How to Make Your Website Boring and Why!

I took the time last year to make my website more boring. Here's how you can do the same and why you'd want to.

Up until recently I was using a static site generator (cobalt-rs) and a fancy CSS framework/library (Bulma) to build my website. I also had one or two scripts to do various fiddly things in the browser. I took the time to gut it and now I have a much more boring website. I don't use anything but HTML to write all of the posts and pages. This eliminated the need for a static generator or script to turn something like Markdown into HTML for me. I also scrapped all of the customized CSS framework style sheets that I had been using for a very small (145 lines including whitespace and braces) single-file stylesheet. I also dropped all of the fancy links, banners, most of the icons, and any JavaScript that I had originally. Now, my site is much more boring. And it's so much better.

How does one make their website boring?

Typically, ask yourself whether you need something. If the answer is "no", you can safely remove it and you won't need it again. Your website will become more boring (read: simpler). Here are some of the things I evaluated:

Do you use a lot of third-party assets, templates, or CSS for your site? Do you have to run a SASS tool to generate your stylesheets? Are your stylesheets really big (> 1000 lines I think anyone would consider on the bigger side)? Consider whether or not you really need them. Oftentimes, with CSS, less is more. Especially if your site is just a collection of pages of text with links to other pages of text. You can make your site attractive and compatible with 100% of browsers by keeping things simple. And then you don't have to worry about rebuilding your output stylesheets or keeping up with libraries and frameworks.

Do you have a lot of dynamically-generated content on your site? Does the document need to change based on user input? Do you have a large number of script tags importing minified files from third-party CDNs? Odds are you don't need those either and you can completely get rid of them.
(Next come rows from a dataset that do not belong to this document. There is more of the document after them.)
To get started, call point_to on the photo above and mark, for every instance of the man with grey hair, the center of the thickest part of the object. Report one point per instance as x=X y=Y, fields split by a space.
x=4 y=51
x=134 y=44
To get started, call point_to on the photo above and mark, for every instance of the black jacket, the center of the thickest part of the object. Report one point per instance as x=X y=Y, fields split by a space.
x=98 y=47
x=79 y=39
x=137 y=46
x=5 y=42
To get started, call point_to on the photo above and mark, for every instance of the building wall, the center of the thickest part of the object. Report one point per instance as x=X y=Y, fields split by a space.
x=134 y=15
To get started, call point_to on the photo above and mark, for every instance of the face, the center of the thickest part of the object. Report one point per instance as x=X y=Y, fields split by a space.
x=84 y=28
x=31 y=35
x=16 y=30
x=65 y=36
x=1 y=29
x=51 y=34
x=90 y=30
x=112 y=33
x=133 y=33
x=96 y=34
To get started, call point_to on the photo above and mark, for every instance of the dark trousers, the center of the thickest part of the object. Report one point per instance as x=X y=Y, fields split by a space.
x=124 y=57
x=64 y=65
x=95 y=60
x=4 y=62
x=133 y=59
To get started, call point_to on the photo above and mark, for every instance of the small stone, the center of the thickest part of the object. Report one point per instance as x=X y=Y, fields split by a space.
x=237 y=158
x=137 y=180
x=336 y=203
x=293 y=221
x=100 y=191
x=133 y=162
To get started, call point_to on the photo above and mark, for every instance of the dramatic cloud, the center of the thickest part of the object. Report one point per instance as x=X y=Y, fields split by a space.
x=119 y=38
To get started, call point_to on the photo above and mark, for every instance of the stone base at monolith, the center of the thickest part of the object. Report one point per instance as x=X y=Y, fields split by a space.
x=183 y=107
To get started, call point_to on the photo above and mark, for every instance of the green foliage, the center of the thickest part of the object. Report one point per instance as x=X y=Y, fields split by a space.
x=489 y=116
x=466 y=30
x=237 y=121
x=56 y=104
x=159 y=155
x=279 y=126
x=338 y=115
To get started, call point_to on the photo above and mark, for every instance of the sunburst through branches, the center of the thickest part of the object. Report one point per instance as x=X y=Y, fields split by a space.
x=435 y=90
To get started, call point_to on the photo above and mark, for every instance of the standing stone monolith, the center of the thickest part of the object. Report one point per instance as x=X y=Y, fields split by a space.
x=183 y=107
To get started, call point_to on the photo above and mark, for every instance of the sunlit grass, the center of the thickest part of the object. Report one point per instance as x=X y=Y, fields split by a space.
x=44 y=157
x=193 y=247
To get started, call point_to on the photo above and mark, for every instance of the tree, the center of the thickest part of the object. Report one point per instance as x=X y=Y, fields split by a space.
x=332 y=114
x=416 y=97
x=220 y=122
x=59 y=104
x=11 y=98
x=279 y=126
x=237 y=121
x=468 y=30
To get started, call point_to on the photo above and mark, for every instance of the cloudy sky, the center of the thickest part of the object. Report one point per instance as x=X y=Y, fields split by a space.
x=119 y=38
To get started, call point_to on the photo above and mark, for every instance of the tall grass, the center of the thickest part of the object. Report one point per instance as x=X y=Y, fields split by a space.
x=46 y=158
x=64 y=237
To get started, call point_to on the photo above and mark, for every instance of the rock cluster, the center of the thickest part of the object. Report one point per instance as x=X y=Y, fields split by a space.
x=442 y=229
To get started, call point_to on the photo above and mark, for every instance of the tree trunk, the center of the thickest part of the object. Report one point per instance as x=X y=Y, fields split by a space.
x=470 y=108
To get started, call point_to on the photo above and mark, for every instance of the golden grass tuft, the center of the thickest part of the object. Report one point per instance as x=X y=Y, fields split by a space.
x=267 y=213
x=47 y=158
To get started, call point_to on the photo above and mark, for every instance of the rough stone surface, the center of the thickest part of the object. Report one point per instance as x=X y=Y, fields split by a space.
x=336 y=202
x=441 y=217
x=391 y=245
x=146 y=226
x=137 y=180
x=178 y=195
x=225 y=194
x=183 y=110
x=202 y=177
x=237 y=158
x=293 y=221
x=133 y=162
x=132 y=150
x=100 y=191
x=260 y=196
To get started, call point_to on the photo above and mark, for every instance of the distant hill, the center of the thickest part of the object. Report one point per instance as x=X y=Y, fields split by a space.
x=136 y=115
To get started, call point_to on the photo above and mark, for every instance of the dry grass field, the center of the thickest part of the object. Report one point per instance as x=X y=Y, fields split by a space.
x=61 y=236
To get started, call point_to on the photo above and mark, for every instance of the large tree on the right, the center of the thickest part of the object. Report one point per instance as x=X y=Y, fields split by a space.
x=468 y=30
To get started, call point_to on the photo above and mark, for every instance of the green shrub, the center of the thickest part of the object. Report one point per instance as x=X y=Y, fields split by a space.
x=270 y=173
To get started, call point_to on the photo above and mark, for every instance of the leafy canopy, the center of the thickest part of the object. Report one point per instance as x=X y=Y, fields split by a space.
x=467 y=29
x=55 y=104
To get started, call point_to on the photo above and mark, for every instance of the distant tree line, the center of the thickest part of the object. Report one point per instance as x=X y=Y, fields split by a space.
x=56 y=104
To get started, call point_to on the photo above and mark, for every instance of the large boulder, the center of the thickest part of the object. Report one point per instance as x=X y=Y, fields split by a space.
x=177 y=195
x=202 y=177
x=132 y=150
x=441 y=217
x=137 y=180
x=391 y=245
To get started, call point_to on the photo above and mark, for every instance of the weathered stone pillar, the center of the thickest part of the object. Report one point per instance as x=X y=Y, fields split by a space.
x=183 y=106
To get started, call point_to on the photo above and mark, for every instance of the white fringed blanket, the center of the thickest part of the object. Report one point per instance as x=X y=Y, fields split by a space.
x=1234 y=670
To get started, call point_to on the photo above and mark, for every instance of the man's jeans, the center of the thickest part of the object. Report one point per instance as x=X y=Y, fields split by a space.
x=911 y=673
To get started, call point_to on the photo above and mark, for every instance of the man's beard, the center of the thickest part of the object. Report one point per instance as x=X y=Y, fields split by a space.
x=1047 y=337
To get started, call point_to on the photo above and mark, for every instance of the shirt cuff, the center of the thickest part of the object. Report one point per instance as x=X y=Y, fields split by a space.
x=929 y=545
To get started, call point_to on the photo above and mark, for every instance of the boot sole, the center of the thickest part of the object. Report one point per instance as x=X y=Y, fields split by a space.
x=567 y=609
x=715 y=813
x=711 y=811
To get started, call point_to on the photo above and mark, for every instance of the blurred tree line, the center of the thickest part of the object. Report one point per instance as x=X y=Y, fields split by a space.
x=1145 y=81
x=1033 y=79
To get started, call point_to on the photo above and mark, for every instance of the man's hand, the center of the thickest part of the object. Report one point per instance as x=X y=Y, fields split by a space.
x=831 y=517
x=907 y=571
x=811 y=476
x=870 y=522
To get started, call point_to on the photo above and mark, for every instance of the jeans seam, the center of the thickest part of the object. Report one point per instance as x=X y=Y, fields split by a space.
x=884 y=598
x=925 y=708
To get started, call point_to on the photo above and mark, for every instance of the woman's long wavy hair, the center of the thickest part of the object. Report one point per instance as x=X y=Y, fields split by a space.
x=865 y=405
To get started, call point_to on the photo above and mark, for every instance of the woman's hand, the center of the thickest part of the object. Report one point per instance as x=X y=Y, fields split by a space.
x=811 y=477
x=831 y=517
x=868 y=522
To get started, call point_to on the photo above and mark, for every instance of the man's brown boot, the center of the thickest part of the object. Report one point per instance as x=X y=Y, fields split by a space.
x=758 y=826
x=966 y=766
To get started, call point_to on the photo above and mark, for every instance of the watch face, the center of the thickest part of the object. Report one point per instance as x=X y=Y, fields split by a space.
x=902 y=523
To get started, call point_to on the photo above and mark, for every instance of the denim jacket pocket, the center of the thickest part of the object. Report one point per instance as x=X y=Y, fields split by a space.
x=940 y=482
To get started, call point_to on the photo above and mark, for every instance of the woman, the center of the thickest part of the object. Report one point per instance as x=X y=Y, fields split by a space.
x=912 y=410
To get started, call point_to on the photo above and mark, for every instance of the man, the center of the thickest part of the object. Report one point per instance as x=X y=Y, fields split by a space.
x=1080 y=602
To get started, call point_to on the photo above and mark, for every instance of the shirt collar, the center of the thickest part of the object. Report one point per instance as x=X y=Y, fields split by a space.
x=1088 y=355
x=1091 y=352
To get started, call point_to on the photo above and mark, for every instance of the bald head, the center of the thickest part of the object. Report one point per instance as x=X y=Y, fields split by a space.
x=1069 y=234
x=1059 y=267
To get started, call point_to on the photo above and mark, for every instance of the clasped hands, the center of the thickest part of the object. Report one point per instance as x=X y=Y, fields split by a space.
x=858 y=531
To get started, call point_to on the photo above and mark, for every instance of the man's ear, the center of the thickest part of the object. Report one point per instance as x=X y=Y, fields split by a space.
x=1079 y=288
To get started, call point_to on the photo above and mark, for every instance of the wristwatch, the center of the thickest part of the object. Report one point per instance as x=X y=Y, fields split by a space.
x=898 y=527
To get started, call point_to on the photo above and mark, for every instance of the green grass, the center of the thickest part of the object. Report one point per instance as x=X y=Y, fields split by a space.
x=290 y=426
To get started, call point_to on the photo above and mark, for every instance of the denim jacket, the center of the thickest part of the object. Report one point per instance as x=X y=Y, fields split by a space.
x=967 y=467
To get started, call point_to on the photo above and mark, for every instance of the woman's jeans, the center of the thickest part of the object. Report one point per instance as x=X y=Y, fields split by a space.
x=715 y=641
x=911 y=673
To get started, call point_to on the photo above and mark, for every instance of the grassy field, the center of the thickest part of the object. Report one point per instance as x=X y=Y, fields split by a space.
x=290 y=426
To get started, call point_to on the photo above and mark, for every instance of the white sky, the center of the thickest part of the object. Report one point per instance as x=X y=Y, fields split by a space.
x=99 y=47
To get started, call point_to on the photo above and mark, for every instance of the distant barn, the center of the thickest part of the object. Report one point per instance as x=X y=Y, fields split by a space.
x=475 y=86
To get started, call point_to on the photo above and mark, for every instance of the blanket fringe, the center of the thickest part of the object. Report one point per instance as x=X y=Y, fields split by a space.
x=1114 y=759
Now you don't have to worry about making sure all browsers can run those scripts, or whether or not the CDNs are online, or you're requesting the latest version.

Do you use a static site generator to build your site? Is your content complicated enough to write that you can't write it in plain HTML? Is Markdown really easier or more powerful? Odds are, it's easier to write directly in HTML without having to tell your generator what to do with your tags. And for the oddball tag that Markdown doesn't directly support, you might often end up writing HTML into your Markdown files anyways. And, you can better control what the output formatting looks like, making your site's code more readable. Furthermore, you won't have two acting copies of your site, a pre- and post-generator one. For me, it was annoying having "source code" for my web site that was different from what I was actually hosting. It's so much nicer to have a 1:1 mapping between what I write, test, and deploy.

Still not convinced? Still need to automate some part of building your site, like generating an RSS feed? Is there any chance you can write a quick Makefile to do that for you? I was able to do just that, and it was way nicer not having to install and learn how a generator worked to automate assembling my site.

If you answered "no" to any of the above "do you need"-s, you just found a way to make your site more boring. Boring equates with simplicity. Simplicity is a good thing.

Why should you make your website boring simple?

Not relying on a bunch of libraries and assets is a good thing. It seemed like every time I wanted to add a quick post, I would notice there was an update for some library I was using and I was spending time upgrading and learning about it. You know, that thing that computer programmers enjoy doing and are good at but often doesn't actually help them accomplish anything: fiddling with shiny new stuff that doesn't solve a problem. Now I get to just focus on adding things to my site and I'm never worried about whether it looks broken.

I also didn't like having a pre- and post-build site. If I wanted to fix one typo I couldn't remote into my live site, fix it, and then leave it there. I had to do something like fix the typo in my Markdown, commit and push it, and then re-run the generator and upload the new "live" files. The generator step wasn't making things easier, it was making them more annoying.

You'd also be surprised at how easy it is to make your site fast and reliable on all modern and old browsers when it's boring (read: simple, again). Internet Explorer doesn't care about my site, it's a breeze to render and there's nothing in it that hasn't been in existence for at least a decade. (Alright, I do have a few SVG icons which it probably wouldn't know what to do with. You can't tell the difference between Firefox's and Chrome's renders of my site. And Google's PageSpeed Insights score is a hilarious 99.

My site is also more functional now. It's less distracting. It's really easy to navigate and read. There's no runtime, no JavaScript that has to execute before the reader sees the page they're looking for. And there's practically nothing to maintain except my posts. It's also really easy for crawlers to quickly ingest all of my posts and turn them into search results. Hopefully, it's also easier for the visually impaired to zoom in and not mess up the document, or use a screen reader that extracts the article tags.

The benefits are through the roof. My site used to be about tinkering with tools and libraries and frameworks. Now it's just a boring website. That leaves me with time to focus on tinkering with other stuff that's more interesting, and only focus on writing when I'm working on this site. So make your life easier and go make your website boring today.